Carlos Alonso

Soles de Mexicali
- Position: Assistant coach
- League: LNBP

Personal information
- Born: 19 December 1990 (age 35) Málaga Spain
- Coaching career: 2010–present

Career history

Coaching
- 2010–2017: Reserves teams of Baloncesto Málaga
- 2017–2018: Reserves teams of C.B. Palo
- 2019–2021: Link Lions Basketball
- 2022: Abejas de León (Assistant)
- 2023: Dorados de Chihuahua (Assistant)
- 2023: CD La Salle Melilla (Assistant)
- 2024–present: Fuerza Regia de Monterrey (women)
- 2025: Fuerza Regia de Monterrey (Assistant)
- 2026–present: Soles de Mexicali (Assistant)

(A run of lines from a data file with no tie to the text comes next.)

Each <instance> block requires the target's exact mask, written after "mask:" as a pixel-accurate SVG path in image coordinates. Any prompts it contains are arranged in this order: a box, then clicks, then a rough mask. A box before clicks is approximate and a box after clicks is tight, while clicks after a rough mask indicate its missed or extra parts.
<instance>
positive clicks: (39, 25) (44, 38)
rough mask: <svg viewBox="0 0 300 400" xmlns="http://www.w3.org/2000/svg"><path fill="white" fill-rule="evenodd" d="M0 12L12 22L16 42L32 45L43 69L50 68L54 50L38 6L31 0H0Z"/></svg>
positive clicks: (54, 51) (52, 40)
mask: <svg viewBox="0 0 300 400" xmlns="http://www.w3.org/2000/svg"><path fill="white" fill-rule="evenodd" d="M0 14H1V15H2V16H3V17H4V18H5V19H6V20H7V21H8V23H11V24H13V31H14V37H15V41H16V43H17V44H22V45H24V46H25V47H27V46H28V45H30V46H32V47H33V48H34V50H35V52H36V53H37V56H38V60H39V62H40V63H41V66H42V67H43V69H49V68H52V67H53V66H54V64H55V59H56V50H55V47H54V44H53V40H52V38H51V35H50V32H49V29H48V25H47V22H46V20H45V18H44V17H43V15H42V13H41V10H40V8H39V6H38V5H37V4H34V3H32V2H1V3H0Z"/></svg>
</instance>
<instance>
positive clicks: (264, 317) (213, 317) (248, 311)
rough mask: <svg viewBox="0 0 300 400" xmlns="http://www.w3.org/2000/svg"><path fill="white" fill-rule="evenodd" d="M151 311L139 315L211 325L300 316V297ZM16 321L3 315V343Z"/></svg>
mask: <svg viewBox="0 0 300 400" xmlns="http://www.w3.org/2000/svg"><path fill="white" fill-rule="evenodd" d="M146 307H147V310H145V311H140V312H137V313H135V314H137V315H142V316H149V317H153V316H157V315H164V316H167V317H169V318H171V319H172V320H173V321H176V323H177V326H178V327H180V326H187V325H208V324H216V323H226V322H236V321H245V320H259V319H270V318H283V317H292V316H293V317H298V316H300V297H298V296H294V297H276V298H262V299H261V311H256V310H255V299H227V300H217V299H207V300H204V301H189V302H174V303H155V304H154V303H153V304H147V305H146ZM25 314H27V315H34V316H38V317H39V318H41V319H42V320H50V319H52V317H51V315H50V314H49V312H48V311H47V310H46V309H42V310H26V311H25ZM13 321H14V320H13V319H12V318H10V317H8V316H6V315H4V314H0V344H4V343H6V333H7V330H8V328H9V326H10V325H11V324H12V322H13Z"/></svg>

= Carlos Alonso (basketball coach) =

Spanish basketball coach

Carlos Alonso (born 19 December 1990) is a Spanish basketball coach. He is the head coach of the Fuerza Regia de Monterrey (women).

==Coaching career==
Alonso started his coaching career in 2010 with the reserves teams of Baloncesto Málaga. In the 2022 season, he joined the staff of Abejas de León winning the championship season. The next season, he joined the staff of Club Deportivo La Salle Melilla. On 2024, Alonso signed with the Fuerza Regia de Monterrey (women) of Liga Nacional de Baloncesto Profesional Femenil winning the championship of the 2024 season. In 2025, Alonso joined the staff of Fuerza Regia de Monterrey of Liga Nacional de Baloncesto Profesional.